A sprinter with a punch
What follows is, perhaps, a little unfair -- and maybe a bit of a tease as well. You'll see why in a minute, I hope.
It was quite a week and the car I had on test got me around it fairly quickly. After all, this was the fastest production car Skoda has produced to date. Yet the Fabia RS could either toddle along or go like the clappers. I put a lot of that down to its seven-speed automatic DSG transmission, which was utterly seamless. I had a bit of fun taking over the gear selection by using the F1-like paddles on the steering wheel or using the alternative 'channel' on the main gearshift.
Which meant I could decide when I wanted ordinary driving or when I wanted a bit of zip -- depending on the road, the conditions and the speed limits, of course.
This really is something of a little wonder as it is propelled by a relatively small engine -- just a 1.4-litre petrol. It manages to punch so far above its weight (180bhp is phenomenal) thanks to serious turbo boosting.
This is a solid sprinter with a suspension that has loads of ability to take the low blows that more and more of our deteriorating roads can now land on tyres, wheels and shock absorbers. When I got a glimpse of a clear horizon over smooth tarmac, my goodness this spurted into action.
But -- and it is a huge BUT -- it costs the guts of €23,000.
Alright, it is up against iconic giants of the hot-hatch market such as the MINI Cooper and the like. But (there it is again) it's a lot of money for a small car these days. No, I'm not going to say 'especially a Skoda' -- that is brutally unfair to the marque. This is a brilliant piece of work in its own right and in different times I would probably be saying that pound-for-mechanical-pound it represented reasonable value.
Now? Well, it is a matter of how badly you want it. By 'it' I mean the power and the punch.
Quite a few really, really liked it as a car. I'll be honest: I wouldn't think they'd ever even knock on the door of the sort of performance this can pump out.
Indeed, one of my criticisms of it was that if I lashed too much power to the wheels starting off, they spun like a windmill in a gale.
The point I'm making is that this is an appealing car in its own right, especially the one I had with its blue body and white roof.
And there was a lot, lot more room in it than I remember. The four doors certainly helped accessibility and with a fair bit of luggage, etc, on board my passengers still had decent room.
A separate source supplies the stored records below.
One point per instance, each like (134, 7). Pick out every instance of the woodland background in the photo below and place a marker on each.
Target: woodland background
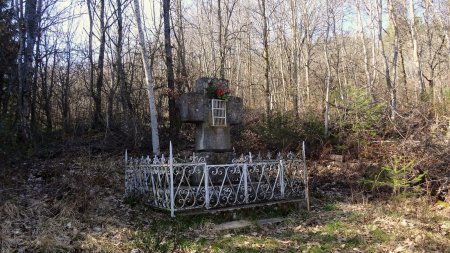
(365, 83)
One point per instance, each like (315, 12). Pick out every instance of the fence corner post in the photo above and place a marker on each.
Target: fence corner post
(172, 200)
(245, 175)
(305, 176)
(206, 178)
(282, 183)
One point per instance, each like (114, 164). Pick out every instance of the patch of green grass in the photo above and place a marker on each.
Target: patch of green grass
(245, 243)
(330, 207)
(333, 226)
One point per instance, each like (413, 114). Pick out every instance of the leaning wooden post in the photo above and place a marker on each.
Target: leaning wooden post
(305, 176)
(172, 200)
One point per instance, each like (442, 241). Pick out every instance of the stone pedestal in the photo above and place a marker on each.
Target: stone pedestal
(195, 107)
(212, 141)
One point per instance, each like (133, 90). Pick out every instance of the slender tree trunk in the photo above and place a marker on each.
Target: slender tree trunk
(415, 52)
(262, 5)
(173, 115)
(27, 40)
(148, 79)
(328, 77)
(295, 72)
(125, 99)
(390, 83)
(366, 56)
(90, 50)
(98, 117)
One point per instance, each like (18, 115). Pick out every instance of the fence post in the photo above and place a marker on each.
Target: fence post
(172, 200)
(282, 178)
(305, 176)
(206, 177)
(245, 175)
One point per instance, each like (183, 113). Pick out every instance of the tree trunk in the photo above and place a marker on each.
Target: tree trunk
(415, 52)
(262, 5)
(295, 72)
(98, 118)
(27, 40)
(175, 123)
(328, 77)
(148, 80)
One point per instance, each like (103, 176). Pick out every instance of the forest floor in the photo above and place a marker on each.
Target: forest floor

It is packed out with lots of equipment; there was plenty of flexibility with the seating and I must say I found the driving position particularly helpful.
It was such an easy car to just drive. And it was such a fun piece of work to really drive. I must say I enjoyed it thoroughly and never had a moment's unease -- except the times the wheels spun when I was trying too hard to take off.
So why is all this unfair and a tease?
Well, because I am holding something up to the public mirror that is beyond what most people want but is sufficiently potent to make you think about it as a serious alternative.
Not only that. I have been holding back something just to accentuate the element of intrigue.
Because, you see, there is another Fabia version that admittedly will not give you the fireworks but will cost you an awful lot less. It just so happens they have also recently unveiled a Fabia Sport line.
They insist this has many of the, shall we call them 'sporty attributes' of the RS. However, there is a wider choice of engines -- among them a 1.2-litre 70bhp petrol that comes in at €15,270 ex-works. I think that might be a right good place to start. There is not much to beat it at that level in terms of the overall package you get.
But for those of you still intent on driving yourselves mad in pursuit of getting something with real gee-whiz about it, then you have to look at this versus the MINI. I like the MINI a lot, not to mention its expanding number of variants, and recognise its ability to mop up most opposition across quite a broad spectrum of the market. I still do not like its Big Ben of a central speedo and I seriously doubt it can match the Fabia for rear-set room -- not to mention the latter's four doors.
As well as that, the RS is substantially more powerful than a MINI Cooper SD (180bhp v 143bhp), is faster to 100kmh -- not to mention being €3,000 or so less expensive. That might surprise some people.
But will the snob value of the MINI override the rallying call of the RS?
It is a bit of a teaser, alright. Yes, life is unfair sometimes, but isn't it well for some to be thinking along such lines? Most of us will look at the Fabia Sport line and consider it a far more practical option.